Indeed, Sen. Markwayne Mullin, R-Okla., is working with members of the SALT caucus in the House to find a compromise on the cap. But the appetite to keep the House-passed $40,000 cap isn’t strong in the Senate.
"The passion in the Senate is as strong as it is in the House against changing the current policy and law in a way that… favors high-tax states to the detriment and disadvantage of low tax states," he said. "And so it's the emotion that you see in the House side on that particular issue is matched in the Senate in a different direction."
Meanwhile, as negotiations continue behind the scenes on ways to address issues among Senate Republicans, the Senate Parliamentarian is currently chunking through each section of the greater "big, beautiful bill."
The parliamentarian’s role is to determine whether policies within each section of the bill comport with the Byrd Rule, which is the arcane set of parameters that govern the budget reconciliation process.
Thune has made clear that he would not overrule that parliamentarian on Trump’s megabill, and re-upped that position once more. The reconciliation process gives either party in power the opportunity to pass legislation on party lines and skirt the Senate filibuster, but it has to adhere to the Byrd Rule’s requirements that policy deals with spending and revenue.

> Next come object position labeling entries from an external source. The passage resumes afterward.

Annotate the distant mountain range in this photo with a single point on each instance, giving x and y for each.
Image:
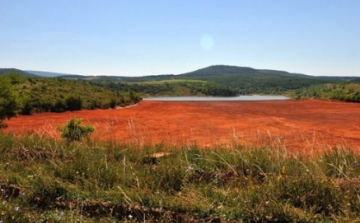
(243, 79)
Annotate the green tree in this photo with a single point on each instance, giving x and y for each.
(73, 131)
(73, 103)
(8, 100)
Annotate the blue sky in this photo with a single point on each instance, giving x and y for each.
(133, 38)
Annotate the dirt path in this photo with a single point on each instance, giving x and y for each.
(299, 125)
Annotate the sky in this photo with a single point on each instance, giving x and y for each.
(137, 38)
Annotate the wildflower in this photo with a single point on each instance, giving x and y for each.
(60, 215)
(283, 170)
(191, 167)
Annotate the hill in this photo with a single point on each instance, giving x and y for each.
(222, 79)
(4, 71)
(48, 74)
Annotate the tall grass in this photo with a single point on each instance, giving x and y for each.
(48, 180)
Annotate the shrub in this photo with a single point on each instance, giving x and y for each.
(73, 131)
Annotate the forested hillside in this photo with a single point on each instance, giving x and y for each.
(36, 94)
(349, 92)
(227, 80)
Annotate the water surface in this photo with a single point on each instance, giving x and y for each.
(237, 98)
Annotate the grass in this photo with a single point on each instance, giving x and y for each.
(50, 180)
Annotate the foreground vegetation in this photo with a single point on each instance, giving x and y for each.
(51, 180)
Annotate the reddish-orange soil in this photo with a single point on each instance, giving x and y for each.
(299, 125)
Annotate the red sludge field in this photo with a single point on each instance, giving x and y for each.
(300, 126)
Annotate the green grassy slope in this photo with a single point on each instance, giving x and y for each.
(48, 180)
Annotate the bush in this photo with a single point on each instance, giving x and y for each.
(73, 131)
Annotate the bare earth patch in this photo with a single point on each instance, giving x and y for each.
(306, 125)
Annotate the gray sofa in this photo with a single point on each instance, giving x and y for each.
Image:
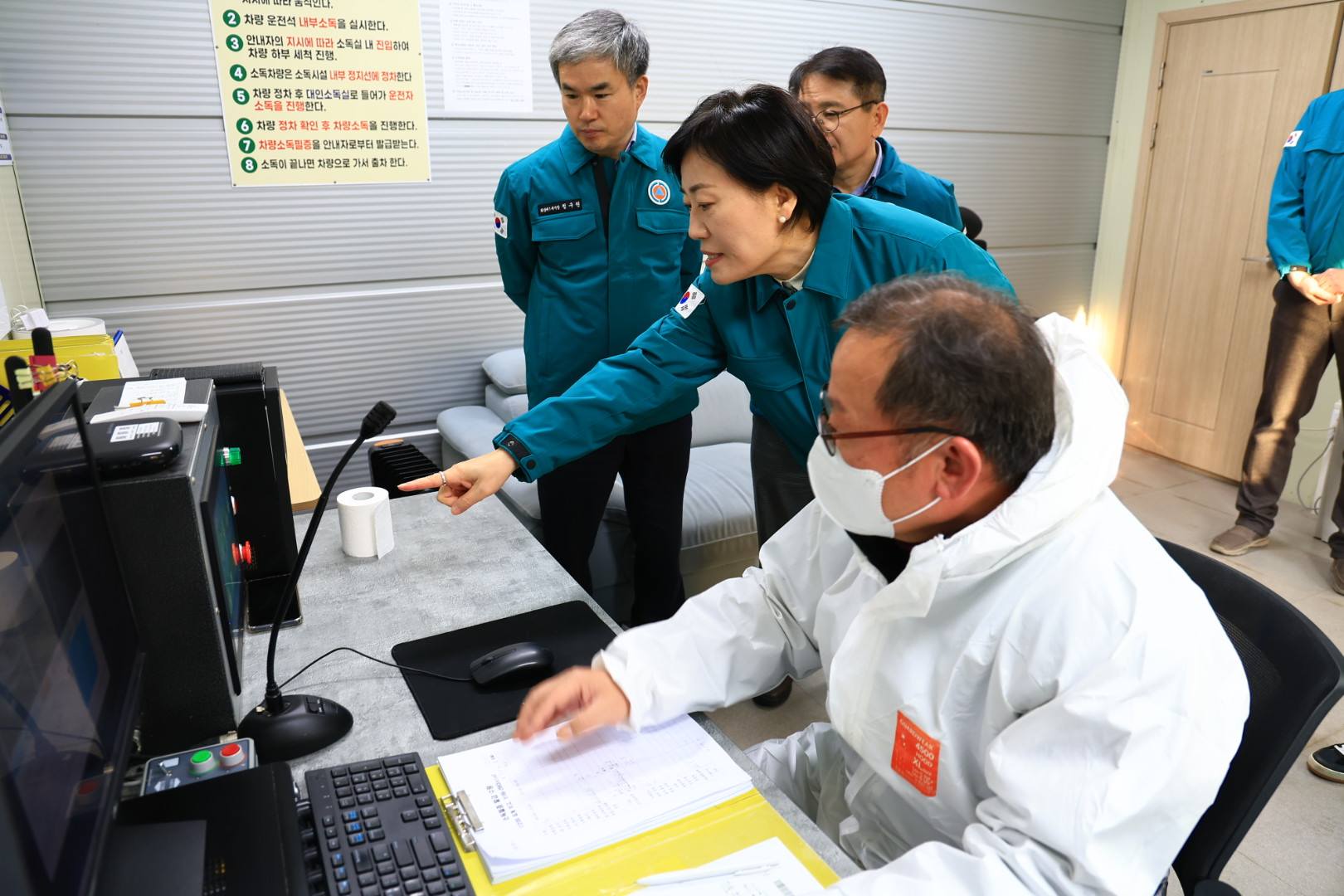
(718, 524)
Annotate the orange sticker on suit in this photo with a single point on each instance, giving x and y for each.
(916, 757)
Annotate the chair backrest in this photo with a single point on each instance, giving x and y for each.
(1294, 674)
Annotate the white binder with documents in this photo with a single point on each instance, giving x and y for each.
(546, 801)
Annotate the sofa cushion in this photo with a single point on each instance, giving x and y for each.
(507, 370)
(718, 504)
(504, 406)
(723, 414)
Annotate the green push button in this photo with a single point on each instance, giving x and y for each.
(203, 762)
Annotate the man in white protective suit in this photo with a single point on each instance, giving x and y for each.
(1025, 694)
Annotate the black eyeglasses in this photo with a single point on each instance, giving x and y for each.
(830, 119)
(830, 436)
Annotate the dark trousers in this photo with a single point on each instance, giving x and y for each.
(778, 483)
(1303, 338)
(652, 465)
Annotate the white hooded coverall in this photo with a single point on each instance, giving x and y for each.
(1042, 703)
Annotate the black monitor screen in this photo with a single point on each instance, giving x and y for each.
(69, 659)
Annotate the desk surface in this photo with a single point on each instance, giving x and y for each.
(446, 572)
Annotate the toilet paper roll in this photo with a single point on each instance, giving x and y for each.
(366, 522)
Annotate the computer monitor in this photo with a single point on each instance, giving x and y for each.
(69, 657)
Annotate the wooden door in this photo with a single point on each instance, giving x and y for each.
(1230, 93)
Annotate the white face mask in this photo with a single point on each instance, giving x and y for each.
(852, 497)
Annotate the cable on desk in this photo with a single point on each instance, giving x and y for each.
(394, 665)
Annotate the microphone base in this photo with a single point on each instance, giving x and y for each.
(305, 724)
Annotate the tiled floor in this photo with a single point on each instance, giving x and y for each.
(1296, 846)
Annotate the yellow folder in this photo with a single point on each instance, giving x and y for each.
(95, 356)
(695, 840)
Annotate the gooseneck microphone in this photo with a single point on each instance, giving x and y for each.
(286, 727)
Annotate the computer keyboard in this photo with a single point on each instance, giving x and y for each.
(378, 832)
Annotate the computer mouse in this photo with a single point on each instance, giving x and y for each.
(513, 664)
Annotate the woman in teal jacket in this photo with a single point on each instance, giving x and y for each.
(784, 256)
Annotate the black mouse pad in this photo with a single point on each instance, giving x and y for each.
(572, 631)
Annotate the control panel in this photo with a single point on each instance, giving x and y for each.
(190, 766)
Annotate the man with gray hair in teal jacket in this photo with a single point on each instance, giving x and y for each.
(590, 232)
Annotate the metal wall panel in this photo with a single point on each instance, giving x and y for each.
(144, 207)
(125, 184)
(973, 71)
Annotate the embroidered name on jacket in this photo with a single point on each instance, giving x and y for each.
(555, 208)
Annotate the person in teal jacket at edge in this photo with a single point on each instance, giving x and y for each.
(784, 256)
(845, 90)
(590, 232)
(1305, 240)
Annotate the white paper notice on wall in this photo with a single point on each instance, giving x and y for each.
(6, 151)
(487, 56)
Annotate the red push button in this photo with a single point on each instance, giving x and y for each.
(231, 755)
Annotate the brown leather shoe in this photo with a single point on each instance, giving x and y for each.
(1237, 542)
(776, 696)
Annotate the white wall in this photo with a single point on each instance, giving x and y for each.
(17, 278)
(1127, 144)
(392, 292)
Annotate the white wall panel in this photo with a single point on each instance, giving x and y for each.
(1030, 190)
(417, 345)
(144, 207)
(1050, 280)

However, he countered that Senate Republicans planned to take a page from Senate Minority Leader Chuck Schumer, D-N.Y., when Democrats rammed former President Joe Biden’s agenda through Congress.
"The Democrats with the [Inflation Reduction Act] and [American Rescue Plan Act], for that matter, they dramatically expanded the scope of reconciliation and what's eligible for consideration," he said.
"So, we've used that template, and we're pushing as hard as we can to make sure that it allows us to accomplish our agenda, or at least as much of our agenda as possible, and fit within the parameters of what's allowed," he continued.